Aussi, estime Elisabeth Guigou, le « malaise » des médecins « repose sur l'interprétation qu'ils font des décisions de la Cour de cassation : pour eux, avoir à indemniser le préjudice intégral lié au handicap revient à dire qu'ils sont à l'origine de ce handicap ; c'est toute la question de la causalité du préjudice ». « Le risque professionnel pour ces médecins, poursuit-elle, est lié à la judiciarisation croissante des rapports avec leurs patients qui pourrait les conduire à se protéger en modifiant leur exercice face au diagnostic à l'interruption de grossesse (IG), en adoptant des comportements de précaution et de protection, par exemple conseiller une IG au moindre doute. »
L'obligation d'assurance
En ce qui concerne le risque économique, c'est-à-dire l'augmentation des primes d'assurance, « qui posent des questions légitimes, nous apportons déjà des réponses en légiférant, précise la ministre.

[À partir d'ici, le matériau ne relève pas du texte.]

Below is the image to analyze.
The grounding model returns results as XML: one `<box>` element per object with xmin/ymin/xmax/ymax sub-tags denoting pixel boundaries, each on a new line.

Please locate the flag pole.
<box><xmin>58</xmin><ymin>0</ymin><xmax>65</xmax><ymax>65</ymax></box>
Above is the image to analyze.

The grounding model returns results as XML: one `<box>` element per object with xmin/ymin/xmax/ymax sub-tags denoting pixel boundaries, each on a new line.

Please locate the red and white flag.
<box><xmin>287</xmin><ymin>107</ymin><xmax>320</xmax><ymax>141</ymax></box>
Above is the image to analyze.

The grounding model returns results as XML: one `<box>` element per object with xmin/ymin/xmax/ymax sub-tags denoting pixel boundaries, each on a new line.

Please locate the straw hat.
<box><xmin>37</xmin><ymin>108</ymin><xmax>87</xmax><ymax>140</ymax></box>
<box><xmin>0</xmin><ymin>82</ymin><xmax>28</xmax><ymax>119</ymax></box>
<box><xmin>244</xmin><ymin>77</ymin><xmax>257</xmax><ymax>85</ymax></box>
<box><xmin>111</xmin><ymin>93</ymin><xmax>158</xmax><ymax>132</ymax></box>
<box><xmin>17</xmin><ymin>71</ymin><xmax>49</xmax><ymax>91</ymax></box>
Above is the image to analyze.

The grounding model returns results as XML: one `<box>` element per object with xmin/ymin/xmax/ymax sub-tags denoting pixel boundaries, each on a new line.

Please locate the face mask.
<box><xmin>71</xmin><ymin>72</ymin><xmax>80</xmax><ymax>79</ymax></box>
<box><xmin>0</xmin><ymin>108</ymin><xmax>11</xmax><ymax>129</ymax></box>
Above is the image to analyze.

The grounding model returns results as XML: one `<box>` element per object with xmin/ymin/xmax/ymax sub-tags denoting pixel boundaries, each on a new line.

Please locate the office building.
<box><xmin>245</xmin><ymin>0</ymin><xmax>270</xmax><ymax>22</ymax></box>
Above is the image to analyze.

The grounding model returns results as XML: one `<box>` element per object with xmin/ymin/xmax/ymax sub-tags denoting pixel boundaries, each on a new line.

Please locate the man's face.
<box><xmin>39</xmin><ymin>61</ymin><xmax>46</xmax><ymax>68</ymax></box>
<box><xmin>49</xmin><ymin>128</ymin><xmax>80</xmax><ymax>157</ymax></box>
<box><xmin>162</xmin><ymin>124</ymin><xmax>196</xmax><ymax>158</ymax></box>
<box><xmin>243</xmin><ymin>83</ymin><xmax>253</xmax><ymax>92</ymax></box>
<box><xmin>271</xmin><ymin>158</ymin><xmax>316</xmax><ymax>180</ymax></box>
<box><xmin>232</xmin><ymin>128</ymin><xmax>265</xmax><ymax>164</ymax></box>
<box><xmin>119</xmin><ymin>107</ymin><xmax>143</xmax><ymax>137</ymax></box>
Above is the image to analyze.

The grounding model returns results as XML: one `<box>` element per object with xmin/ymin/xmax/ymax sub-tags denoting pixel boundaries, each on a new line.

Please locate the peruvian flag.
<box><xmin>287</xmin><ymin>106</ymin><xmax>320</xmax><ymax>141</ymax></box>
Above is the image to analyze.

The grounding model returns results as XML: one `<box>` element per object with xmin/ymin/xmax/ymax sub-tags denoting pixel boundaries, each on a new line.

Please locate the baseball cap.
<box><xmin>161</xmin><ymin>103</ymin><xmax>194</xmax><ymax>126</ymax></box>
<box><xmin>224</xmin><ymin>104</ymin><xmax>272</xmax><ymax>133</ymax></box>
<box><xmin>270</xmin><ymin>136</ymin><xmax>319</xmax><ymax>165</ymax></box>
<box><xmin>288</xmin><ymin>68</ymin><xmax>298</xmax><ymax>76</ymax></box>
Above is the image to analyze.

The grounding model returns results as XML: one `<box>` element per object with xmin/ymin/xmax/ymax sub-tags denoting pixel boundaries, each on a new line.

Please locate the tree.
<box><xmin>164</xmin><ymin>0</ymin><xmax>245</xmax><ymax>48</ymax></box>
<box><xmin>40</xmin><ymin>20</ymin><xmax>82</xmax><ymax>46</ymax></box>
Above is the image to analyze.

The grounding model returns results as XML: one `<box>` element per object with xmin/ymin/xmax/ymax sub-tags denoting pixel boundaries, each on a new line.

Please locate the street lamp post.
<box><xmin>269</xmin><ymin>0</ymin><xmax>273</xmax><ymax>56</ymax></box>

Le projet de loi sur les droits des malades et la qualité du système de santé, que Bernard Kouchner défend devant le Parlement, et qui a été voté en première lecture à l'Assemblée en octobre, contient des dispositions sur la responsabilité médicale. Elles réaffirment l'exigence de la faute, prévoient une obligation d'assurance (permettant de limiter le coût des primes) et créent un dispositif d'indemnisation de l'aléa thérapeutique (...) Sur la question spécifique du diagnostic prénatal et l'information aux patients, nous avons demandé à l'Agence nationale d'accréditation et d'évaluation en santé (ANAES), en relation avec les professionnels, d'élaborer un guide des bonnes pratiques ».

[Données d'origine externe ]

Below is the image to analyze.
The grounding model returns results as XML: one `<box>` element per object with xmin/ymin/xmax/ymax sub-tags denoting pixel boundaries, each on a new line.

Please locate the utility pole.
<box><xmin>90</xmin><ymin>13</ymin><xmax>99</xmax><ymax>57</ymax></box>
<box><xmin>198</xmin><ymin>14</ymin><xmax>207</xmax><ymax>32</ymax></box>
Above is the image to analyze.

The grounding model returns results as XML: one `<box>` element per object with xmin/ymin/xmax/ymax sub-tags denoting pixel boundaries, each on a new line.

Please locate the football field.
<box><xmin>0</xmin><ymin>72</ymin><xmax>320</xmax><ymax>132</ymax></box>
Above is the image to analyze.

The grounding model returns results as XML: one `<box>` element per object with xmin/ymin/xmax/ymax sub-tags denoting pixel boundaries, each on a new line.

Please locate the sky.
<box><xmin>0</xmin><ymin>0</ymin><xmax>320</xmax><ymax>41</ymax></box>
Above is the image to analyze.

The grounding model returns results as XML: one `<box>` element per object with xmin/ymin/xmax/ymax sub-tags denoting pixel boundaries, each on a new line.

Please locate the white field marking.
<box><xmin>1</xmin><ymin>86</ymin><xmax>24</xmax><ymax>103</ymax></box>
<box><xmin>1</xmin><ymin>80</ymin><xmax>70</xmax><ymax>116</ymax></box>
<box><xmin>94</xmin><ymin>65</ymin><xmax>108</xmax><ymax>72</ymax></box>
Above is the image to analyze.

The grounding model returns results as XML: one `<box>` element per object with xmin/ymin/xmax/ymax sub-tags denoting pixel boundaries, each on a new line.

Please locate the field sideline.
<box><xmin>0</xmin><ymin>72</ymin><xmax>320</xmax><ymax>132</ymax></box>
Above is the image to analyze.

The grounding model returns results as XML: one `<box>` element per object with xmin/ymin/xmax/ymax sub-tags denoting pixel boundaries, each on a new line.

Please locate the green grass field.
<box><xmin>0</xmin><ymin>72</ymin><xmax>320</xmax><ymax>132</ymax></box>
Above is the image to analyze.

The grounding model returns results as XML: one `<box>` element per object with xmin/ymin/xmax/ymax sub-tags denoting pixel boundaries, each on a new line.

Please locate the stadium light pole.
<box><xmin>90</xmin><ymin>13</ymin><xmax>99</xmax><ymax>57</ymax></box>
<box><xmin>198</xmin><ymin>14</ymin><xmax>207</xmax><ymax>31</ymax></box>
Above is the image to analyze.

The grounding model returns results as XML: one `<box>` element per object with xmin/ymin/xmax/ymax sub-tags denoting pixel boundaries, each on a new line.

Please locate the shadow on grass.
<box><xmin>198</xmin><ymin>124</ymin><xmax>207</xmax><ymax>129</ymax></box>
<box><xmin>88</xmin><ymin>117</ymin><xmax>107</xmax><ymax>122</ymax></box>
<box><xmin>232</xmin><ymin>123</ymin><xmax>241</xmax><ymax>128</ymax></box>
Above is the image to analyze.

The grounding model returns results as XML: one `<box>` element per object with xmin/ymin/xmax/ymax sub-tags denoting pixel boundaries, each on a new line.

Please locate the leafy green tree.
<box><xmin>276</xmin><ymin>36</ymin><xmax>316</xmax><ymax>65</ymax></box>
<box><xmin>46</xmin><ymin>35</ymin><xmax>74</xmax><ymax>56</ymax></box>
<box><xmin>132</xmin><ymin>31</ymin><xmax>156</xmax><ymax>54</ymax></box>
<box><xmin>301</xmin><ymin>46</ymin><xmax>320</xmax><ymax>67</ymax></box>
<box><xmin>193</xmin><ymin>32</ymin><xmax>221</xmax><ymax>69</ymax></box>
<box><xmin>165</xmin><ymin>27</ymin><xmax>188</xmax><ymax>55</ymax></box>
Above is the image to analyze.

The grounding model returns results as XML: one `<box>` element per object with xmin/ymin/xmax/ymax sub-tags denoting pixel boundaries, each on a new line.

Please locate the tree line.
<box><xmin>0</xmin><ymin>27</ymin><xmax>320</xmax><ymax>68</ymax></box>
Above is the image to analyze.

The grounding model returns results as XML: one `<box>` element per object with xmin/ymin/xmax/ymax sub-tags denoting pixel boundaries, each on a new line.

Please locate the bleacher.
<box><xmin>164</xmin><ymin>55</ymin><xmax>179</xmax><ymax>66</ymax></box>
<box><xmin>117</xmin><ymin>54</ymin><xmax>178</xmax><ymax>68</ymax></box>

Reste les inégalités que soulèvent les décisions de justice type Perruche, au sein même de la communauté des handicapés. A ce niveau, répond la ministre, « les solutions se trouvent dans la solidarité nationale, et en particulier dans la politique sociale en direction des personnes handicapées ». Et « la crainte de voir un jour un enfant se retourner contre ses parents du seul fait de sa naissance » ? « Il ne peut y avoir de faute pour la mère de faire un choix plutôt qu'un autre. Sa liberté d'avorter ou non ne peut être une faute. » « On ne peut pas nier que la jurisprudence (Perruche) crée une certaine zone d'instabilité, admet par ailleurs Elisabeth Guigou. Elle oblige à faire progresser la réflexion et, le cas échéant, aussi la législation, notamment sur la question de la responsabilité médicale face aux handicaps graves incurables et à l'origine desquels aucune faute médicale n'a concouru. Mais attention, des propositions hâtives ne contribuent pas à la qualité du travail législatif, encore moins si les propositions de légiférer n'apportent pas de solution efficace. »
Or, selon elle, la proposition Mattei « soulève plus de questions qu'elle n'enrésout. En interdisant une action en responsabilité du fait de la naissance, elle n'interdit pas une indemnisation telle que l'a décidée la Cour de cassation, qui est l'indemnisation du préjudice lié au handicap ». « La Haute Juridiction pourra continuer à statuer dans le même sens. En deuxième lieu, en interdisant à l'enfant tout recours, et en laissant subsister l'action des parents, des frères et surs, la proposition (Mattei) n'accepte-t-elle pas l'idée que la vie handicapée cause un préjudice à autrui alors que l'on ne reconnaît pas ce même préjudice à la personne handicapée elle-même ». Et, « surtout, estime la ministre, elle ne résout strictement rien quant à l'inquiétude du monde médical et aux risques induits de comportements de précaution ».